2-王都リベルン
揺れる馬車の中、俺達地球組の人間は情報を交換していた。と言ってもっ交換出来る情報など極僅かなものであり、更には隣に俺たちを呼んだ世界の人間が二人も座っているのだ。馬車がそこまで広くない事もあり、それなりに密着しているため、声を潜めて喋っても隣の人間に嫌でも聞こえてしまう。なのでこの世界の人間について個人の感情などに限っては吐き出せない。この馬車の中でわかったのはそれぞれの名前と出身などその程度のものだ。
まず一番最初に俺に話しかけてきたのは遠藤翼。サッカー部のキャプテンを勤める秀才な人間だ。見た目は爽やかに切りそろえられた短い髪の毛に優しさを感じられる大きな瞳。全体的にかなり整った顔をしている。それに正確も相まって世間一般で言うならイケメンと呼ぶのだろう。
そしてその隣に座っていたのは少しばかり活気にあふれる少年。名前は笹ヶ根正一で遠藤翼とはどうやら幼なじみの関係にあるらしい。今回の召喚?に至っても巻き込まれた、などと言っており、どうやら翼の持ってくる厄介事にいるも巻き込まれているらしい。人事ではあるが頑張って欲しい所だ。今回の厄介事を含め、だ。
最後に余り口を開かない少女の胡桃恵子。余り口を開かない、というよりは人見知りの部分がでかいのかもしれない。友人であろう翼と正一とは口を聞いていたが、俺とは全くと言っていいほど口を聞いてくれなかった。寧ろ俺と視線が重なると慌てたように俺と視線をそらすのだ。…怖がられているのかもしれない。まぁ…そういった感情を当てられる事には慣れているが。
肝心の俺の紹介だが、当たり障りのない程度に紹介しておいた。親の関係で学校には言っておらず、世界を回っていた、と。NSSオリジナル所有者なんて事は口が避けても言えない。言った所で目の前の三人を余計に混乱させるだけだろう。因みに目の前の三人はNSSを持っているとの事。そのの能力の内容までは聞かなかったが、こういった学生でもすでにNSSを所有していると言う事実に少しばかり驚いた。

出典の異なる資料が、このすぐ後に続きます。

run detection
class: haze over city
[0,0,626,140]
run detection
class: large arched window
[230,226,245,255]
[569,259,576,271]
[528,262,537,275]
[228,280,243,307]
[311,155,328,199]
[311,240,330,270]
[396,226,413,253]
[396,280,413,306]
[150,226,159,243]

NSSが用いられているのは軍部の方ばかりと思っていたからな…この三人が持っていると言う事は完全に一般の世界にも普及してしまっているのだろう。この三人はそれを便利な力程度にしか思っていないだろうが、実際の所は違う。国が保有する力を高めるために学生と言う早い段階から育てられているにすぎない。結局の所NSSの力は戦争に用いられるのだから。
「それでこの馬車は何処に向かっているんだ?」
あらかた俺たちの紹介が終わった所で、本題に入る。
「王都リベルンに向かっています。と言っても分からないのですね…失礼しました。王都リベルンとは多くの種族が共存する共和国となっています。初めて見る異種族かもしれませんが慌てずに私達に付いてきてください」
帰ってきた答えは簡易なものだった。
王都。つまりはこの二人が所属する国。
まぁそこで情報を集めてもいいだろう。多種族が集まると言うのならばそこで多くの情報も集められる筈だ。面倒ならばイヴィに情報を集めてきてもらうのが一番早いが、知らない世界と言う事もあり、やはり自分の目でしっかりと確かめたい。結局の所自らの欲だ。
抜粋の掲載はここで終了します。